L’éco-anxiété sous la loupe
L’éco-anxiété est considérée comme une peur chronique face à la dégradation de la planète et la crise environnementale. “Il s’agit d’un phénomène relativement nouveau, mais qui prend beaucoup d’ampleur”, explique la psychologue Cynthia Suarez. “La crise climatique fait écho différemment chez les uns et chez les autres selon la sensibilité de chacun.”
“Mais depuis la crise Covid, je constate que les angoisses d’anticipation ont augmenté. Que ce soit sur le sujet du climat, mais aussi de la santé, de l’instabilité politique ou de l’économie… Les gens ont besoin de se raccrocher à quelque chose, de se rassurer.”
7 clés pour calmer l’anticipation négative
Que ce soit pour des situations banales du quotidien ou face à de réels traumatismes, l’anxiété n’est pas facile à éviter. Alors pour calmer ces angoisses, la psy nous donne sept conseils concrets.
- Travailler son lâcher-prise. Comment? “Cela peut passer par la méditation, la pleine conscience, le yoga, le sport… À chacun de trouver son exutoire”.
- Créer des rituels rassurants. “Certaines personnes ont besoin de planifier, ça les rassure. Faire des listes peut alors aider: écrire, énumérer, instaurer des rituels de gratitude au quotidien… Autant de petits gestes inscrits dans le temps”.
- Positiver. “Simple exemple: les prévisions météo sont pourries? Essayez de voir le bon côté des choses: concentrez-vous sur les rayons de soleil existants, dites-vous que ça pourrait être pire”.

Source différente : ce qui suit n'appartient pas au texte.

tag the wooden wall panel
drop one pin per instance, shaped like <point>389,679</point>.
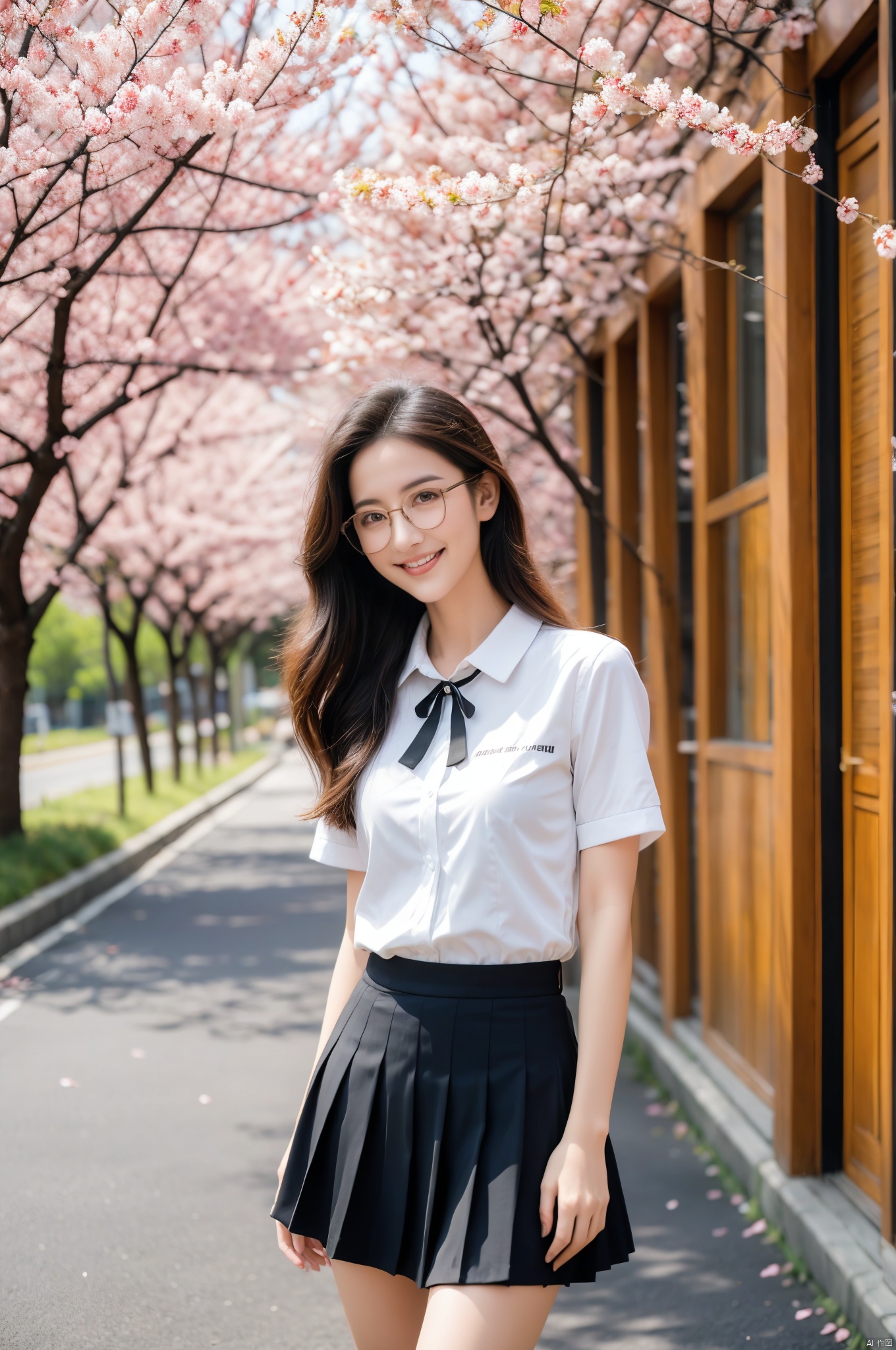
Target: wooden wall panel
<point>623,493</point>
<point>862,1029</point>
<point>663,655</point>
<point>739,995</point>
<point>866,600</point>
<point>791,438</point>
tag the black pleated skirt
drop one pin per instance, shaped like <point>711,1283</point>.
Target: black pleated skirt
<point>428,1125</point>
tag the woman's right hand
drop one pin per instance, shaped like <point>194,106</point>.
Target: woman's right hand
<point>305,1253</point>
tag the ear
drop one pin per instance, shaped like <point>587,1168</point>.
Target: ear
<point>488,496</point>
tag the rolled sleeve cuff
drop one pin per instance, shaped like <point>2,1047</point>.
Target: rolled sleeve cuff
<point>647,824</point>
<point>338,855</point>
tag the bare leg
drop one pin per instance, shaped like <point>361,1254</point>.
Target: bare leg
<point>383,1311</point>
<point>486,1316</point>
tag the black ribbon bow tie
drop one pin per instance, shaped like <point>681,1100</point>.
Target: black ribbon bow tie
<point>431,709</point>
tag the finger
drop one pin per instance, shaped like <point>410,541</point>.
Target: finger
<point>579,1239</point>
<point>563,1233</point>
<point>546,1206</point>
<point>310,1250</point>
<point>285,1244</point>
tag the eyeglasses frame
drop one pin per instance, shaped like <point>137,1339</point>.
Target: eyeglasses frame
<point>343,528</point>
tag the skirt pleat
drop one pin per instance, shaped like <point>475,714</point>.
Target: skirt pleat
<point>463,1134</point>
<point>426,1133</point>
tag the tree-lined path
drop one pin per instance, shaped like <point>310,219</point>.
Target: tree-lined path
<point>134,1203</point>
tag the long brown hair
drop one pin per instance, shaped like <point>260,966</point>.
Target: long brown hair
<point>345,655</point>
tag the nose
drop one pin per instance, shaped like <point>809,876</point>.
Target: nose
<point>404,533</point>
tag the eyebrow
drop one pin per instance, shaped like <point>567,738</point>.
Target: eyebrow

- S’ancrer dans le présent: “Essayez de rester dans le ‘ici, maintenant’. Se concentrer sur sa respiration permet notamment de chasser les pensées parasites”.
- S’inspirer de la pensine de Dumbledore: “J’aime bien cette image. À l’aide de sa baguette magique, Dumbledore peut sortir des souvenirs de sa tête et les stocker dans sa mystérieuse pensine. Dans la vie réelle, vous pouvez noter vos pensées encombrantes dans un bloc-notes, et puis le mettre de côté”.
- S’aider du corps. “Parfois, face à des situations lourdes à supporter, comme avant un rendez-vous médical stressant, on ne peut pas s’empêcher d’anticiper négativement. Dans ces cas-là, aidez-vous de votre corps: respirez calmement et en pleine conscience, tapotez vos pieds sur le sol, touchez-vous les bras… Ces petits gestes permettent aux pensées de redescendre”. Comme si elles quittaient la tête…
- Parler! “La communication reste une clé pour s’apaiser. Parler avec quelqu’un de confiance permet d’extérioriser une peur, et ainsi de la réduire”.